Based on the link above, I managed to get the cross point but sometimes I get 2 or more results. I have 10 similar images with the cross slightly moved in every frame. Is there a way that I can remove the extra pixels remaining that are very off from the other 9 images by comparing it to the cross point of the 1st image? As the movement is quite small, is it right to say that the pixel that should be selected from the 2 or more results that I obtained should be the one that has the closest value that I have from the pixel of the previous image? Is there a way to do this? Thanks!

A: 

When you get one result, are you confident that it's correct? If so, you could do something like:

function pos = ChoosePosition(posGood, posA, posB)
%# posGood is the known good answer, posA and posB are candidates
if norm(posA - posGood) > norm(posB - posGood)
    pos = posB;
else
    pos = posA;

If you want to automate everything, you could collect up all the measurements into an Nx2 matrix and do the following:

function [dist, idx] = RankPositions(pos)
%# pos should be an Nx2 matrix of x,y candidate positions

dist = pos - repmat(mean(pos), length(pos), 1); %# this is for octave, matlab might handle pos - mean(pos)
dist = norm(dist, 'rows');
[dist, idx] = sort(dist);

%# one liner:
%# [dist, idx] = sort(norm(pos - repmat(mean(pos), length(pos), 1)), 'rows'));

This will give you a ranked assortment of the distance of each point from the average of all the points.
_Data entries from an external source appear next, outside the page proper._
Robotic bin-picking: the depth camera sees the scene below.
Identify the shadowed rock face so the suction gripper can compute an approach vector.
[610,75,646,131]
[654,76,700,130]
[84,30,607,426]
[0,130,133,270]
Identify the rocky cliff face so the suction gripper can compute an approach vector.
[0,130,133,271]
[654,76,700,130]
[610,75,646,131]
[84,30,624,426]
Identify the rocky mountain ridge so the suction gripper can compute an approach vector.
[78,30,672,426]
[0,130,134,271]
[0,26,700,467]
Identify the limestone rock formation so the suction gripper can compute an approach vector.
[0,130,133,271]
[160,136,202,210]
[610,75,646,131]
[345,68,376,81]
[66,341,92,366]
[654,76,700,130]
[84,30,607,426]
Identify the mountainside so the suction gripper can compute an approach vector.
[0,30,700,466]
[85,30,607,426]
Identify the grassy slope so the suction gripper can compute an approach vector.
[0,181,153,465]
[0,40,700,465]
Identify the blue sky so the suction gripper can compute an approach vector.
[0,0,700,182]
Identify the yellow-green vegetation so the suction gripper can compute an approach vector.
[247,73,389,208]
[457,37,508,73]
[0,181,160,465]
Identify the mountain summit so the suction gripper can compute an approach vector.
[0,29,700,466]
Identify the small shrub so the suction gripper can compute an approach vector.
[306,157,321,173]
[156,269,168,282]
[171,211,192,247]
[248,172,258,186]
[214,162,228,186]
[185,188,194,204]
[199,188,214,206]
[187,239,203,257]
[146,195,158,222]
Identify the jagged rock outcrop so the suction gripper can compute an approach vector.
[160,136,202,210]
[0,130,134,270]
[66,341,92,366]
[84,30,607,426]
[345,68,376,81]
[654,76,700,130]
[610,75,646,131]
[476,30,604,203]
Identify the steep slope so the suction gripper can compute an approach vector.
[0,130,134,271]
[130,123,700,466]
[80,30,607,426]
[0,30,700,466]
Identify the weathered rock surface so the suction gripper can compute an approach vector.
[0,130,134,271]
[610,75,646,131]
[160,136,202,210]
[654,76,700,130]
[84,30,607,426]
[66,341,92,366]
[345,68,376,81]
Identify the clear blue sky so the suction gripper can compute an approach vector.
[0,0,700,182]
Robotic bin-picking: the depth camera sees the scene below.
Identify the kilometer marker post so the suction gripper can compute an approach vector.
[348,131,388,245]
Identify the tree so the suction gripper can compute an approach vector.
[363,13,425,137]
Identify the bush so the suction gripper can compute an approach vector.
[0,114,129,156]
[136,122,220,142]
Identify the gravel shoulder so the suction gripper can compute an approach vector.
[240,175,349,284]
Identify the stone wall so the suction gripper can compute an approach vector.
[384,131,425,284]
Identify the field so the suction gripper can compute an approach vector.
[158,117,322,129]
Then, since you know you have (for instance) 10 images but got 14 (or whatever) results, you can just take the 10 lowest distances as the true positions:

realpos = pos(idx(1:10));
mtrw
Matlab can handle pos-mean(pos) using bsxfun like so: bsxfun(@minus,pos,mean(pos))
Jonas
@Jonas - thanks. That's one of those idioms I've never grown comfortable with.
mtrw
A: 

Yes. You could try to perform an outlier detection on the coordinates. This requires that the largest accumulation of coordinates is at the true center of the cross. From what you describe, this assumption is satisfied.

%# Assume the cross should be around [0,0], 
%# and you are storing the coordinates in a cell array 

coordCell = {[0,0],[0.1,-0.05;4,4],[0.3,0.2;-2,5],[-0.25,0;2,-3]};

%# collect the coordinates of all images
allCoords = cat(1,coordCell{:});


%# take the median
medCoord = median(allCoords,1);

%# calculate the residuals, take the median of them
res2 = bsxfun(@minus,allCoords,medCoord).^2;
medRes = median(res2,1);

%# outliers are some factor above the median residual
%# Rousseeuw & Leroy, 1987, calculated how much for us (1.4826).
%# The factor k is the stringency (how many 'sigmas' do you have
%# to be away from the median to be counted an outlier)
%# A common value for k is 3.
k = 3;
testValue = bsxfun(@rdivide,res2,medRes*1.4826^2);
outlierIdx = any(testValue>k^2,2);

%# now you can throw out the outliers
allCoords(outlierIdx,:) = [];
Jonas